The equerry cleared his throat discreetly.  “There is a small article about your mother, sir.”

“My mother?”

“Some wholly unfounded piece of speculation about the state of her health.”

“What are they saying, Silverman?”

A moment’s hesitation, then:  “It would appear, sir, that the headline is:  “At Death’s Door?”

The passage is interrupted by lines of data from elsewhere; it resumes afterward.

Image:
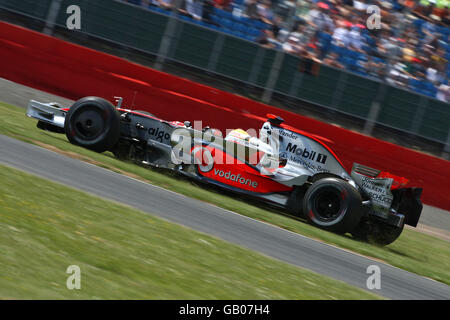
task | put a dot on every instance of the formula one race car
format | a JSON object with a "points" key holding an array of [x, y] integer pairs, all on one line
{"points": [[284, 166]]}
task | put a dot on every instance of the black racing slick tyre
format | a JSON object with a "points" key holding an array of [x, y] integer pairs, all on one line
{"points": [[333, 204], [377, 233], [93, 123]]}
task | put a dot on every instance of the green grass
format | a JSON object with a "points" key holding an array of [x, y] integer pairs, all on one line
{"points": [[126, 254], [413, 251]]}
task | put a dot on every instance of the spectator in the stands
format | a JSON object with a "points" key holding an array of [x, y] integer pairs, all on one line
{"points": [[265, 12], [332, 60], [319, 18], [291, 46], [340, 35], [195, 8], [443, 93], [269, 40], [165, 4], [356, 39], [251, 9], [360, 5], [223, 4]]}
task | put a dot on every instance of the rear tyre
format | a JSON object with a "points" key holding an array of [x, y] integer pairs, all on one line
{"points": [[93, 123], [333, 204]]}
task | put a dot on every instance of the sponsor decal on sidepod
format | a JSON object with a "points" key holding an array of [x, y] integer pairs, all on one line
{"points": [[237, 178]]}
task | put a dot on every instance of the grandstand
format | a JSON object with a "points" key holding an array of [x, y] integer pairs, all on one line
{"points": [[411, 49]]}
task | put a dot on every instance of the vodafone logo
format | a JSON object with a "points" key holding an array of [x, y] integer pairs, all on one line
{"points": [[237, 178], [203, 158]]}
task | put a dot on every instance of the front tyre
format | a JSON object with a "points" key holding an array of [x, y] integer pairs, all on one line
{"points": [[333, 204], [377, 233], [93, 123]]}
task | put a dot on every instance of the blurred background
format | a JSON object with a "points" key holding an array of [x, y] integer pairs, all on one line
{"points": [[317, 58]]}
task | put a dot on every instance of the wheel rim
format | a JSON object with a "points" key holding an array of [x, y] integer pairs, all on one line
{"points": [[88, 123], [327, 205]]}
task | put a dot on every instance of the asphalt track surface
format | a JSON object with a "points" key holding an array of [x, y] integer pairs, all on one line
{"points": [[246, 232], [19, 95]]}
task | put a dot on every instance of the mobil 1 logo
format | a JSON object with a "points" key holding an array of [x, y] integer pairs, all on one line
{"points": [[305, 153]]}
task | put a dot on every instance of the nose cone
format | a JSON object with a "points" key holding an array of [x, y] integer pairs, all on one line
{"points": [[274, 119]]}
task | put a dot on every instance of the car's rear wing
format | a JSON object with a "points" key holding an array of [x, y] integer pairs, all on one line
{"points": [[50, 113], [390, 199]]}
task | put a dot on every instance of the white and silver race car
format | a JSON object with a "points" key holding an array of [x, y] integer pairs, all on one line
{"points": [[283, 166]]}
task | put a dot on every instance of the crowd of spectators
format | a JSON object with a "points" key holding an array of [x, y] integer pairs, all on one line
{"points": [[410, 47]]}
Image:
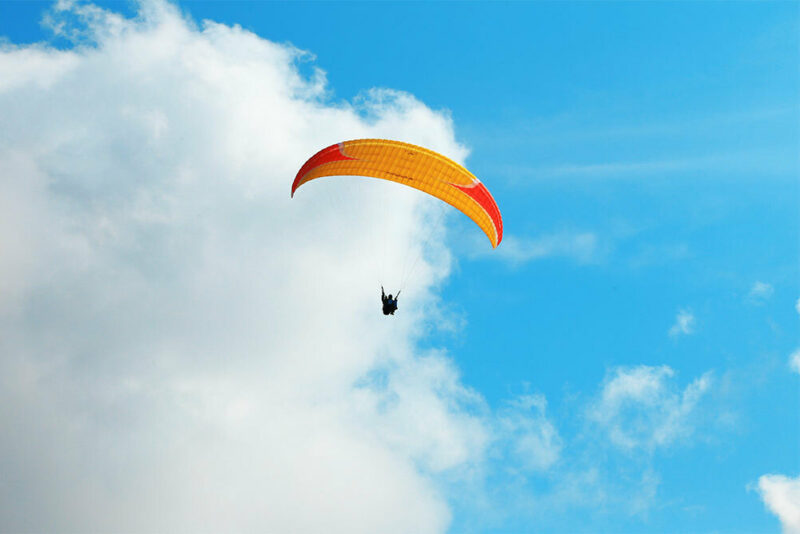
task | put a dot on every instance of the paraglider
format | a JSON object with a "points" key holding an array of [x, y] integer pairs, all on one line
{"points": [[389, 303], [413, 166]]}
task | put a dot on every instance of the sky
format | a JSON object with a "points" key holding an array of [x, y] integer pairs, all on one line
{"points": [[184, 347]]}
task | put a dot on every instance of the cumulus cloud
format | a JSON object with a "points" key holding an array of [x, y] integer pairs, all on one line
{"points": [[760, 292], [684, 324], [640, 407], [184, 347], [794, 361], [781, 495], [579, 246]]}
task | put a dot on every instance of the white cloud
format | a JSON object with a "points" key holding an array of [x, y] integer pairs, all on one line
{"points": [[760, 292], [639, 408], [781, 494], [684, 324], [580, 246], [794, 361], [184, 347], [534, 441]]}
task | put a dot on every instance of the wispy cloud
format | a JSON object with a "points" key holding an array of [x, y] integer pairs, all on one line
{"points": [[781, 495], [794, 361], [532, 438], [579, 246], [684, 324], [760, 292], [640, 408]]}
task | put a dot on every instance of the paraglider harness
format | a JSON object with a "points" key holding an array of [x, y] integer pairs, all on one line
{"points": [[389, 303]]}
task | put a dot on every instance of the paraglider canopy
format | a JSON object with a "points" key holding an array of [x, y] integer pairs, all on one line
{"points": [[413, 166]]}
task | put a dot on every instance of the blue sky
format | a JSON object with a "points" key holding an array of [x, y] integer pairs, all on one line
{"points": [[645, 159]]}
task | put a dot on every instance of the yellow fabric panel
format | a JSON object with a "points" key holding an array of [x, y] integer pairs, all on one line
{"points": [[415, 167]]}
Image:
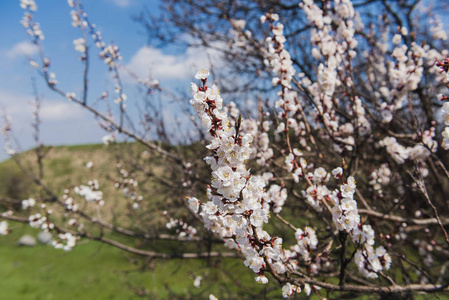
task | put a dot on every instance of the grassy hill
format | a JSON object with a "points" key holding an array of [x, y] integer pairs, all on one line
{"points": [[97, 271]]}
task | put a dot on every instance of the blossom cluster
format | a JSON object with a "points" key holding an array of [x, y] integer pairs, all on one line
{"points": [[237, 205]]}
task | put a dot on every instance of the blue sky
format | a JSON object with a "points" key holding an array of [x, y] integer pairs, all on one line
{"points": [[62, 121]]}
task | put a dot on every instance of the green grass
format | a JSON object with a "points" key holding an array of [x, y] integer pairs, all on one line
{"points": [[96, 271]]}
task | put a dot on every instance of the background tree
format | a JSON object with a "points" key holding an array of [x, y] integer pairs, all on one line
{"points": [[347, 91]]}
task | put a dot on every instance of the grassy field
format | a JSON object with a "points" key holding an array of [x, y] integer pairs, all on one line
{"points": [[96, 271]]}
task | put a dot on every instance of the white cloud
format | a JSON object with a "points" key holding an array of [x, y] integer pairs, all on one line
{"points": [[61, 111], [122, 3], [152, 61], [22, 49], [20, 108]]}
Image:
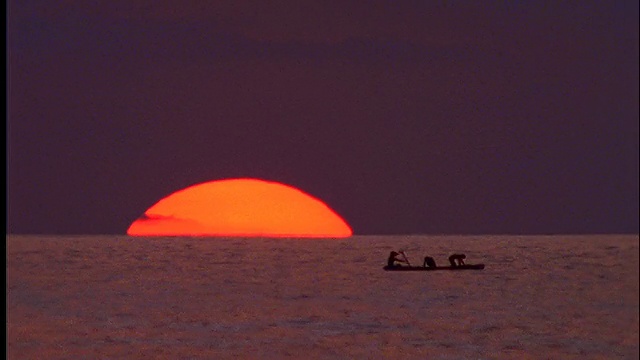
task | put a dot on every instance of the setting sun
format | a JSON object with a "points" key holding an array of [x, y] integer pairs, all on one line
{"points": [[240, 207]]}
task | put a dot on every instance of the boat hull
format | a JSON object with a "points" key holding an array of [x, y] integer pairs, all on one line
{"points": [[420, 268]]}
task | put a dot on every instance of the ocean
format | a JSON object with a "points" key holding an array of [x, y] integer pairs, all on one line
{"points": [[116, 297]]}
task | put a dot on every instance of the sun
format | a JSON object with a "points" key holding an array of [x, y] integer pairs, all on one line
{"points": [[240, 207]]}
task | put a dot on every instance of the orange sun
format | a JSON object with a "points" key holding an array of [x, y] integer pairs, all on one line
{"points": [[240, 207]]}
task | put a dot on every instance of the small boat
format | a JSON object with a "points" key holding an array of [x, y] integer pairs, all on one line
{"points": [[422, 268]]}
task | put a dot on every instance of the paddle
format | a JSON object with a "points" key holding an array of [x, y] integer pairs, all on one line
{"points": [[405, 258]]}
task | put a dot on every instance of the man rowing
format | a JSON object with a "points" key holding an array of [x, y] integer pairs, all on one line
{"points": [[395, 260]]}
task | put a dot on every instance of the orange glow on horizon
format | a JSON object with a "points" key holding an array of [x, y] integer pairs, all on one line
{"points": [[240, 207]]}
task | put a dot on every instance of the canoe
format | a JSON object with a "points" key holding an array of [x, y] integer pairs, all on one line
{"points": [[420, 268]]}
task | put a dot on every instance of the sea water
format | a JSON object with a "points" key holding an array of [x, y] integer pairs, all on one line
{"points": [[106, 297]]}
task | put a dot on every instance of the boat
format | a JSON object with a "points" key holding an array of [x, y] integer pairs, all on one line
{"points": [[433, 268]]}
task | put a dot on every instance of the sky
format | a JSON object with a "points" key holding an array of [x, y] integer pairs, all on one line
{"points": [[405, 117]]}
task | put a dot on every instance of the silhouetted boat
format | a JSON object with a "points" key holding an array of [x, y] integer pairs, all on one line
{"points": [[421, 268]]}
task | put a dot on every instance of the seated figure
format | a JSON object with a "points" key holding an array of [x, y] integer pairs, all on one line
{"points": [[457, 259]]}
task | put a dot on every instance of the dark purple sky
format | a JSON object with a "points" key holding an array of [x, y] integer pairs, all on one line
{"points": [[405, 117]]}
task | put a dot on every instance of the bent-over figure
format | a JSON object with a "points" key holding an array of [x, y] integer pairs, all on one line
{"points": [[457, 259]]}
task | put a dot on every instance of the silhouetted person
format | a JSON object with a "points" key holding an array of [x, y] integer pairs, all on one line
{"points": [[457, 259], [429, 262], [394, 260]]}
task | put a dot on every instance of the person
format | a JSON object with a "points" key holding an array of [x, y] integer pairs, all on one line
{"points": [[429, 262], [457, 259], [394, 260]]}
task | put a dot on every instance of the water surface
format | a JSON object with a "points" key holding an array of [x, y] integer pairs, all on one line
{"points": [[120, 297]]}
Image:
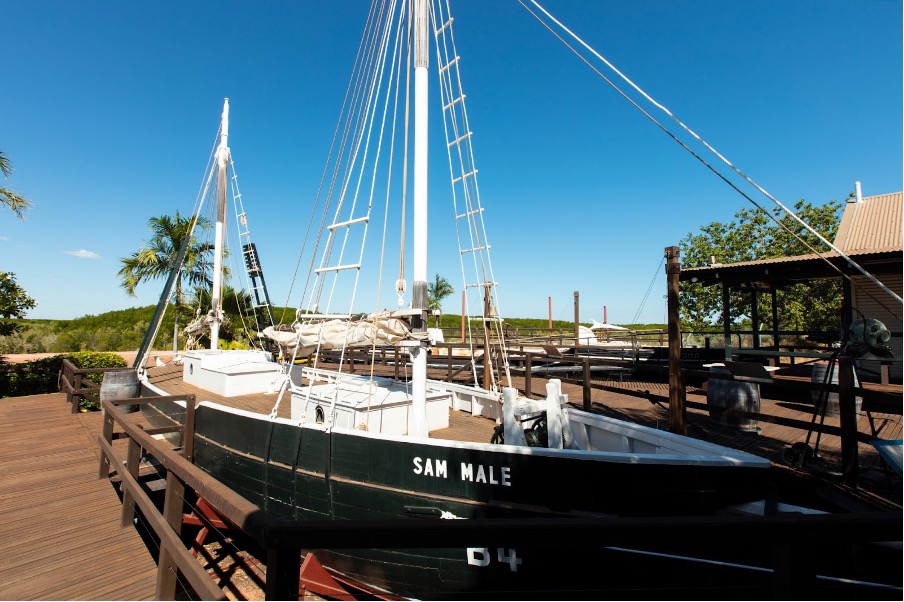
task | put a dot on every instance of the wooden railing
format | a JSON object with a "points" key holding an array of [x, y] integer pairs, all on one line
{"points": [[791, 537], [76, 386]]}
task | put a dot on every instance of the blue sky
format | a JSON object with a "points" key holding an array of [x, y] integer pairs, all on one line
{"points": [[110, 109]]}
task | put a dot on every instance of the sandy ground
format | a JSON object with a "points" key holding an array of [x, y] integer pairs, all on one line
{"points": [[129, 356]]}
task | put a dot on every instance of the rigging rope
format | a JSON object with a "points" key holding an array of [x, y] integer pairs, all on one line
{"points": [[646, 296], [819, 236]]}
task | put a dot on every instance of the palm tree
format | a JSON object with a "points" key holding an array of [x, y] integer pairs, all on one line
{"points": [[157, 259], [438, 290], [18, 204]]}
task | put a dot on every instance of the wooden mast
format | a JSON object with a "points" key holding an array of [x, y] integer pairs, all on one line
{"points": [[216, 301], [419, 286]]}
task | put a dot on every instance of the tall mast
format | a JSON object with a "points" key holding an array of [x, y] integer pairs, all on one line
{"points": [[419, 288], [216, 301]]}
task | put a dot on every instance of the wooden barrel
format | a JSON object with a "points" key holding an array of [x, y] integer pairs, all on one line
{"points": [[121, 384], [827, 373], [722, 395]]}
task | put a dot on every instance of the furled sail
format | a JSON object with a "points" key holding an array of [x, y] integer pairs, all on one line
{"points": [[376, 329]]}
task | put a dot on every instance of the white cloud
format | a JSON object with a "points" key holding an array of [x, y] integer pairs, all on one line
{"points": [[84, 254]]}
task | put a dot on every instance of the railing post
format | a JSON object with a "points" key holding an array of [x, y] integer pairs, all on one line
{"points": [[283, 567], [76, 391], [188, 429], [103, 471], [128, 501], [172, 513]]}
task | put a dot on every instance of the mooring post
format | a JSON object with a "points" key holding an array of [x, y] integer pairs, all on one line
{"points": [[677, 394], [847, 411]]}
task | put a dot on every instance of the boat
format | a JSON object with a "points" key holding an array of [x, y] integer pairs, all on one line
{"points": [[358, 446]]}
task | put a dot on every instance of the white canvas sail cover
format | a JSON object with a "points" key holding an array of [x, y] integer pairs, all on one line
{"points": [[376, 329]]}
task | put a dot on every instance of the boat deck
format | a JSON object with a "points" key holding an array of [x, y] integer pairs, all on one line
{"points": [[62, 538], [646, 403]]}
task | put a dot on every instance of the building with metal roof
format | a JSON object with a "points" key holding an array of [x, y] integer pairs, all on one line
{"points": [[870, 234]]}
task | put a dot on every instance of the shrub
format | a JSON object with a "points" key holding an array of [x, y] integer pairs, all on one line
{"points": [[43, 376]]}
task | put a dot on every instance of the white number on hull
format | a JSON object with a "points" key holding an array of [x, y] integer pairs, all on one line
{"points": [[481, 557]]}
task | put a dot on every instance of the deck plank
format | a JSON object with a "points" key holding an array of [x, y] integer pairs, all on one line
{"points": [[60, 537]]}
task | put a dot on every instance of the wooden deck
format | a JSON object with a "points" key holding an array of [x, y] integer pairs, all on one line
{"points": [[60, 534]]}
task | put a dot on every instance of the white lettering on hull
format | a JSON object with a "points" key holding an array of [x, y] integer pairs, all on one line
{"points": [[486, 474], [431, 468], [491, 475]]}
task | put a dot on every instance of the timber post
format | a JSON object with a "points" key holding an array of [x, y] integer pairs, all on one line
{"points": [[847, 412], [167, 575], [577, 319], [76, 391], [677, 395], [283, 568]]}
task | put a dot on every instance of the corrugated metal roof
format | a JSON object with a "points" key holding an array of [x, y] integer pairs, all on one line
{"points": [[873, 226], [773, 260]]}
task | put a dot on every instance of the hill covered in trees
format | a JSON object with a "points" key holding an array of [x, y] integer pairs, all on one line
{"points": [[123, 330]]}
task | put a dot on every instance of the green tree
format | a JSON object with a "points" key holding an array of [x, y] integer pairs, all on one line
{"points": [[15, 202], [14, 302], [754, 236], [438, 290], [238, 324], [157, 259]]}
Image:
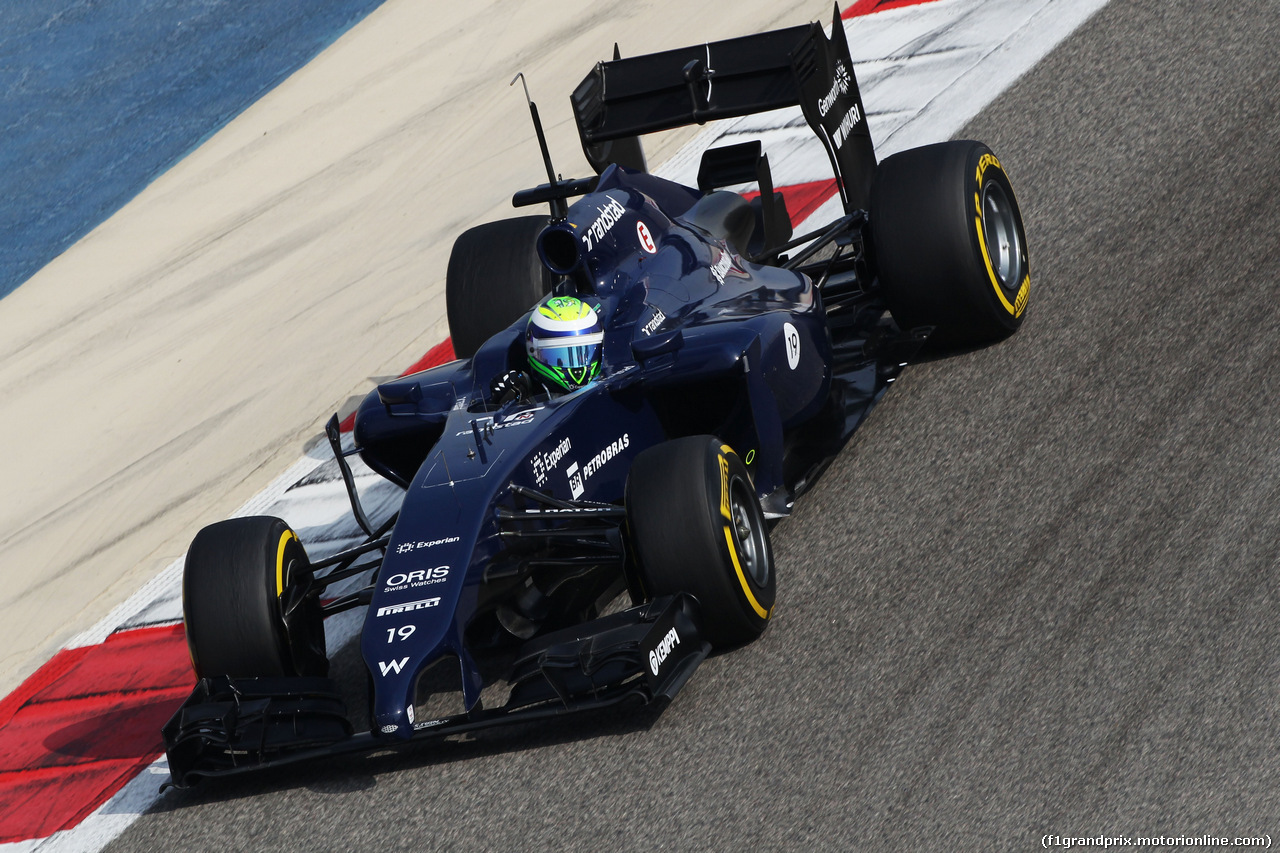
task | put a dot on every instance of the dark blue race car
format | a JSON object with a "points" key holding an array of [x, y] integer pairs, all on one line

“How do they know?  It’s not like anyone’s even seen her for months.”

“It’s only a newspaper, sir.  They are peddlers of exaggeration and hyperbole.”

“I do wonder when she’ll show her face again.  You know, of course, that she never liked me all that much?”

“I’m sure you must be mistaken, sir.”

“Never like Laetitia either, come to think of it.  Of course, that’s why Mother won’t see me anymore.  She thinks I’m weak.  She thinks I’m squeamish.  And I suspect the public tend to concur.  It’s really most unfair.”

Silverman cleared his throat.  “Will that be all, sir?”

Arthur took a sip of his tea and eyed his breakfast.  “Thank you, Silverman.  You may go.”